Personally I’ve always thought it’s people like that who need to grow up.
What’s It About?
When Gary (Jason Segal), his girlfriend Mary (Amy Adams) and Walter (a Muppet) go on holiday to Los Angeles to see the Muppet Studios, Walter overhears a plan by an evil businessman that the Muppets ownership of the studios is away to expire and unless they come up with $10m to buy them outright, he will demolish it and drill for oil.
So Walter must convince Kermit the Frog to bring the Muppets back together for a Telethon show to save the studios.
So as I say, this film has to be enjoyed at a certain level. You look at the opening scene and musical number and some people will see a puppet and a creepy looking giant simpleton singing the most sickly sweet song the world has ever known.
For me, I saw Jason Segal taking his Marshall Eriksen character from How I Met Your Mother and ramping the cheesiness factor up to the max, followed by a song that was a parody of the sort of numbers seen in the opening scenes of films like Hairspray.
And that’s how the film continued.
It made deliberate fun of things like montages and the way people manage to travel about so fast in films. I loved the ‘We’ll travel by Map’ stuff and I thought the funniest bit of the whole film was when Grover asked why his story wasn’t told in the montage.
As far as the cast went, both Segal and Adams were good in their roles, as was Jack Black in his, and there were plenty of cameo appearances by actors from some of my favourite shows like Parks & Rec (Rashida Jones), Big Bang Theory (Jim Parsons), How I Met Your Mother (Neil Patrick Harris), Modern Family (the boy who plays Manny) and Community (Donald Glover and Ken Jeoung). I also thought Zachary Levi from Chuck was in it until it was pointed out to me that it was his doppelgänger – John Krasinski from The Office.

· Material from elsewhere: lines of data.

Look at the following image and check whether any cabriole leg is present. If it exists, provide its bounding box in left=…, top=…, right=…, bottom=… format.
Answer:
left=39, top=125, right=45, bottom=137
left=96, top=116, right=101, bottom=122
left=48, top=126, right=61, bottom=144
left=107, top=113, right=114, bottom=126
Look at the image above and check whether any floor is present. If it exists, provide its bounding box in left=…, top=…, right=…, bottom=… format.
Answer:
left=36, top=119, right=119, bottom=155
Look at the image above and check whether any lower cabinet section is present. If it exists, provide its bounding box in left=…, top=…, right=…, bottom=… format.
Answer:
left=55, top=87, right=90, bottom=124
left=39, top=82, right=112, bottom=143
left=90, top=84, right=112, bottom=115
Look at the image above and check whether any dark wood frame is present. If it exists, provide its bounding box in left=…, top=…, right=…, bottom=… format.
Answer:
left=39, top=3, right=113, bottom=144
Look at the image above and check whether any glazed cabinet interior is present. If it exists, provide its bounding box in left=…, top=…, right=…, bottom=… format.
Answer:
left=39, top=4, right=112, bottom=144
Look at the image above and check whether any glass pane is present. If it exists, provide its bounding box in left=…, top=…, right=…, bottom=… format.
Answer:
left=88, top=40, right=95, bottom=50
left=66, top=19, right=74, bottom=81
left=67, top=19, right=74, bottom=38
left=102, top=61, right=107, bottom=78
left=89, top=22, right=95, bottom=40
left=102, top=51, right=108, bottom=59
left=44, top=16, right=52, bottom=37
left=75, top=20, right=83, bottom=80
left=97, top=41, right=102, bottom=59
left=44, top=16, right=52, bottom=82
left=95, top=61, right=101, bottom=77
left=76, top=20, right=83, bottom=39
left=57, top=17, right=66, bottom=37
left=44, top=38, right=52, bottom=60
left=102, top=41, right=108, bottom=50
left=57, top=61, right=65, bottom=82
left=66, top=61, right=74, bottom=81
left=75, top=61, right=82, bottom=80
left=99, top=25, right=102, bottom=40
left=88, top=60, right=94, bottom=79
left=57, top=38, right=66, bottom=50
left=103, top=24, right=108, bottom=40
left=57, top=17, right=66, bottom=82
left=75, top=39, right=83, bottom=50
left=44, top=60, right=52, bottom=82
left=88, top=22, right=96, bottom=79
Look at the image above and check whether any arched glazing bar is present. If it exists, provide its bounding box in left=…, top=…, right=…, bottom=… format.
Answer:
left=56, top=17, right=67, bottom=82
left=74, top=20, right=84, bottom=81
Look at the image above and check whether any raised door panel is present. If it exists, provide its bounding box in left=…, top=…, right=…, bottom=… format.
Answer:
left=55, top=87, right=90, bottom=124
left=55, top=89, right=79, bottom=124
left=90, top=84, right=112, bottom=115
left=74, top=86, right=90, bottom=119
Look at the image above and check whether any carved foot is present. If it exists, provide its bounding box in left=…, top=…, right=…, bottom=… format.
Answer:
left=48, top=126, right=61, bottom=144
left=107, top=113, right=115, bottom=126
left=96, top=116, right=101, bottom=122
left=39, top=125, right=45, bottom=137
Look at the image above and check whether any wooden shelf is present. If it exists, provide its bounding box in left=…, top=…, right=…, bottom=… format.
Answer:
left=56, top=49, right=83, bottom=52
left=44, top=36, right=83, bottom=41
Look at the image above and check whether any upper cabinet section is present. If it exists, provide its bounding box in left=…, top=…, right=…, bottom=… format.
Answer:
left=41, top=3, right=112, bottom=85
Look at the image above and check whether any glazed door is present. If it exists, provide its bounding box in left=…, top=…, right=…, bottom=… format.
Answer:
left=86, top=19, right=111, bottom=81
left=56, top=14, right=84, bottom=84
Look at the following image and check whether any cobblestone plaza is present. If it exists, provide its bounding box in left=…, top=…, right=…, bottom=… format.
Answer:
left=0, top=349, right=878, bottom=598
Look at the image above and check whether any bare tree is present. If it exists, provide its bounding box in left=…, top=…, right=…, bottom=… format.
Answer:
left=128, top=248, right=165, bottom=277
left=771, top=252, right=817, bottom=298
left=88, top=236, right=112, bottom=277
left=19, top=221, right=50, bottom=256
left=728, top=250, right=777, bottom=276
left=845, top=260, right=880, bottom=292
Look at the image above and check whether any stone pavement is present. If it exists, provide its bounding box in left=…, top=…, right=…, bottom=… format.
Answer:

And the Muppets themselves? Well they are the Muppets – you either love them or you don’t. The little touches like having Fozzy Bear’s eyebrows being grey were good though, and the puppeteering (because – and I am loath to tell you this – the Muppets aren’t actually real) was great, especially for Walter.
Key to it all though is the story itself. The Muppets have been on the periphery of modern culture for a number of years now, so having a film from the perspective of them being washed up and unwanted celebrities rallying together to win back their studio and the love of the masses was relevant and clever, and the story of poor little Walter looking for acceptance and finally stealing the show at the Telethon was – whisper it – heart-warming.
Musically it was good as well, but it’s a Disney film, so you that’s what you come to expect. Disney don’t just do songs for the sake of it; in many cases they advance their films’ plots with them. I can understand why a song like ‘Life’s a Happy Song’ might be a turn-off to some, but Kermit’s ‘Pictures in My Head’ is actually a very good piece, and numbers like ‘Man or a Muppet’ and of course ‘Rainbow Connection’ are also great.
My only criticism is that I wish The Count was in this, even though I’m well aware he’s a Sesame Street character.
So I really enjoyed this film from beginning to end and wouldn’t hesitate to recommend it.
But if you don’t actually like the Muppets or if you’re the sort of person who only enjoys a film about people suffering some kind of abject misery, then don’t bother.
Otherwise, get along to the cinema and give this film a shot.